Still referring to FIGS. 5 and 6, in the depicted embodiment, the locking mechanism is biased towards its actuated/biased position P3. Thus, if the telescopic housing 106 is moved to its extended position P1, the first end 172 and second end 174 of the locking mechanism 171 (the U-shaped bar) are pushed through catch feature 163 and catch feature 165, into receiver 120 and receiver 140, respectively. When ends 172 and 174 of the locking mechanism 171 move into engagement with receivers 120 and 140, the engagement features 173, 175 may engage corresponding engagement features included in receivers 120 and 140. For example, engagement features 173 and 175 may be male engagement features and receivers 120 and 140 may include corresponding female engagement features, or vice versa. In at least some of these embodiments at least one of the male or female engagement features may be deformable (e.g., detents) to allow the engagement features to form a releasable engagement that locks the locking mechanism 171 to receivers 120 and 140.

Thus, in the depicted embodiment, moving the telescopic housing 106 to its expanded position P1 automatically causes the locking mechanism 171 to move upwards to its biased position P3, insofar as upwards describes the motion with respect to the orientation shown in the figures and is not intended to limit the security bar to a particular orientation.

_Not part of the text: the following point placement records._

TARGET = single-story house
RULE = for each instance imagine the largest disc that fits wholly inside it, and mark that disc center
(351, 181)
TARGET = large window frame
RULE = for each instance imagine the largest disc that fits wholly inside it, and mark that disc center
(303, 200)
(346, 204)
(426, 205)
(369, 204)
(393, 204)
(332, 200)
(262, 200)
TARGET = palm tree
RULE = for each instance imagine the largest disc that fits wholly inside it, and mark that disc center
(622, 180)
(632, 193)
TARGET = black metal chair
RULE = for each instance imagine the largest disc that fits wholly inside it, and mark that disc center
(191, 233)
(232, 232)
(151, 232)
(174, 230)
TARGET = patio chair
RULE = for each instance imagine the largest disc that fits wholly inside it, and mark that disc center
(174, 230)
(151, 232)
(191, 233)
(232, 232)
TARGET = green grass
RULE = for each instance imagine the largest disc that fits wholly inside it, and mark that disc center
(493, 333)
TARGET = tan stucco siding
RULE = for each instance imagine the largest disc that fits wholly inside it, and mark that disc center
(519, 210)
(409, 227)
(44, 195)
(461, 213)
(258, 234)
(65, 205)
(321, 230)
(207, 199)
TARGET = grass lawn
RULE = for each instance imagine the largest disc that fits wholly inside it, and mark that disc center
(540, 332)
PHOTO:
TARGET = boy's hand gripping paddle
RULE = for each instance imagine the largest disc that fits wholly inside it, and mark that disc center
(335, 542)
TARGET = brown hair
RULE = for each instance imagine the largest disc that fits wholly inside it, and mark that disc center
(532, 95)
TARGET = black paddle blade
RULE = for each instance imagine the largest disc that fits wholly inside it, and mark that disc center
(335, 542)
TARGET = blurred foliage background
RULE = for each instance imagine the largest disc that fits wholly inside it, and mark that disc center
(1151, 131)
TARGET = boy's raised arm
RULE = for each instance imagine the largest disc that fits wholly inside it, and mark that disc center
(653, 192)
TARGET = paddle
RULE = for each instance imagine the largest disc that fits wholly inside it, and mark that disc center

To achieve this, the actuator 180 may include a base 182 with an actuatable component, such as a solenoid, a piston, a ballast chamber, etc., an engagement end 186, and an expandable or movable pin 184 that extends between the base 182 and the engagement end 186. A biasing member (e.g., spring) 185 is also wrapped around the movable pin 184 and is biased to push the engagement end 186 away from the base 182. Thus, until the locking mechanism 170 is actuated, the biasing member 185 biases the movable pin 184 so that it extends away from the base 182, forcing the engagement end 186 to press the locking device 171 upwards towards its unactuated or rest position P3. The upward force on the locking device 171 forces ends 172 and 174 through or into engagement with catch features 163 and 165 so that when the telescopic housing 106 moves to its expanded position P1 and aligns the catch features 163 and 165 with the receivers 120 and 140, the locking assembly 170 engages receivers 120 and 140 (see FIG. 5) and locks the security bar in its expanded position P1.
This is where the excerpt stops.